We have proposed a novel approach to multimodal machine translation which makes better use of context, both textual and visual. Our results show that further exploring textual context through deliberation networks already leads to better results than the previous state of the art. Adding visual information, and in particular structural representations of this information, proved beneficial when input text contains noise and the language pair requires substantial restructuring from source to target. Our findings suggest that the combination of a deliberation approach and information from additional modalities is a promising direction for machine translation that is robust to noisy input. Our code and pre-processing scripts are available at https://github.com/ImperialNLP/MMT-Delib.

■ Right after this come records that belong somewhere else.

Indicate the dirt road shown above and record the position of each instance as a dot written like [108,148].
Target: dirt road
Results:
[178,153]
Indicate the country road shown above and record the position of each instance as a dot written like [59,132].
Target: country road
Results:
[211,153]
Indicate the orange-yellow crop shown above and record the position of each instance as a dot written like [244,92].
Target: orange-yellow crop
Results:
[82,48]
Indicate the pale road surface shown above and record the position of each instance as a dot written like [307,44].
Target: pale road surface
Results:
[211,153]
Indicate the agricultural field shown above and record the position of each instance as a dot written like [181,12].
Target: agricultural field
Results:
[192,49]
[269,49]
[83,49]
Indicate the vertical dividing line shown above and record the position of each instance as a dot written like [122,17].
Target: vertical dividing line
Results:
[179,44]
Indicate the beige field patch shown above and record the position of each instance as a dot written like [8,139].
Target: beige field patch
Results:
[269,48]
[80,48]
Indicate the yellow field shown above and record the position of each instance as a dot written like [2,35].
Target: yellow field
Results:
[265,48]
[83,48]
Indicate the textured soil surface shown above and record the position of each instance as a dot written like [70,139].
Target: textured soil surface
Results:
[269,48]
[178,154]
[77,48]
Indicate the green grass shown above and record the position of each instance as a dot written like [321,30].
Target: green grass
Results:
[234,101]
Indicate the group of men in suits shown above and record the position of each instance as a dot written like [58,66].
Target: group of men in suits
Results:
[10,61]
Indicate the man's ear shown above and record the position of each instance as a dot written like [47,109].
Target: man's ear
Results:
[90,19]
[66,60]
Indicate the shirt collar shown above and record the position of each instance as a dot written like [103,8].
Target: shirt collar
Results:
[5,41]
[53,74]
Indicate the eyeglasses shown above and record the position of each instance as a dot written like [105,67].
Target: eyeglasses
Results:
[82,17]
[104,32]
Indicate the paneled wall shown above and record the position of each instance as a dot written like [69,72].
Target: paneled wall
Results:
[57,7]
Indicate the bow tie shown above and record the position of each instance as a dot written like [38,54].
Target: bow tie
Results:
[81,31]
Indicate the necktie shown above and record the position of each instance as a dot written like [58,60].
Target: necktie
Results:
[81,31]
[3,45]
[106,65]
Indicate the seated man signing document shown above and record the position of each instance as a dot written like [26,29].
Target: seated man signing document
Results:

The authors thank the anonymous reviewers for their useful feedback. This work was supported by the MultiMT (H2020 ERC Starting Grant No. 678017) and MMVC (Newton Fund Institutional Links Grant, ID 352343575) projects. We also thank the annotators for their valuable help.


Appendix A Appendices

EN: A bride and groom kiss under the bride’s veil.
base: Ein Mann und eine Frau küssen sich unter den Blicken der Frau.
del: Ein Mann und eine Frau küssen sich unter dem Brautschleier.
del+obj: Ein Mann und eine Frau küssen sich unter den hin.
DE: Eine Braut und Bräutigam küssen sich unter dem Brautschleier .
(a) PERS example: bride and groom translated are correctly translated by base into Frau (wife) and Mann (husband). Objects: face, woman, dress
EN: A brown dog runs down the sandy beach.
base: Ein brauner Hund läuft an einem sandigen Strand.
del: Ein brauner Hund rennt den Sandstrand hinunter.
del+obj: Ein brauner Hund läuft an einem sandigen Strand hinunter.
FR: Ein brauner Hund läuft über den Sandstrand.
(b) AMB example: runs is correctly translated by base into läuft. Objects: dog
Figure 5: Examples of blanks for test set 2016 that were correctly resolved by the textual context. The underlined words denote blanked words and their translations.
EN: A woman and a dog sit on a white bench near a beach.
base: Eine Frau und ein Hund sitzen an einem weißen Strand nahe einem Strand.
del: Eine Frau und ein Hund sitzen auf einem weißen Sofa in der nähe eines Strands.
del+obj: Eine Frau und ein Hund sitzen auf einer weißen Bank nahe einem Strand.
DE: Eine Frau und eine Hund sitzen auf einer weißen Bank in der nähe eines Strandes.
(a) RND example: the blank bench is correctly translated by del+obj into Bank due to the detected object Bench. Objects: person, dog, bench
EN: Two men dressed in green are preparing food in a restaurant.
base: Deux femmes vêtues de vert préparent des aliments dans un restaurant.
del: Deux femmes vêtues de vert préparent de la nourriture dans un restaurant.
del+obj: Deux asiatiques en vert préparent de la nourriture dans un restaurant.
FR: Deux hommes habillés en vert préparent de la nourriture dans un restaurant.
(b) PERS example. men correctly translated into asiatiques (asians) by del+obj. Objects: person, clothing, man, food, cake
Figure 6: Examples of blanks for test set 2016 that were correctly resolved by the multimodal context. The underlined words denote blanked words and their translations.
EN: A guy give a kiss to a guy also.
base: Ein Mann, der sich vor, um eine Frau zu knüssen .
del: Ein Mann, der sich vor, um eine Frau zu küssen.
del+obj: Ein Mann, der einem kuss küsst, um eine Frau zu küssen.
DE: Ein Typ küsst einen anderen Typ .
(a) PERS example: the second mention of guy is consistently translated into Frau (woman). Objects: clothing, man, face
EN: A group of students sit and listen to the speaker.
base: Eine Gruppe von Studenten sitzt und schaut nach rechts .
del: Eine Gruppe Schüler sitzt und schaut nach rechts.
del+obj: Eine Gruppe Schüler sitzt und schaut zu rechts auf das Wasser.
DE: Eine Gruppe von Studenten sitzt und hört der Sprecherin zu.
(b) AMB example. The blanks listen and speaker are consistently translated into schaut (look) and rechts (right) or Wasser (water). Objects: person, clothing, man, food, cake
Figure 7: Examples of unresolved blanks. The underlined words denote blanked words and their translations.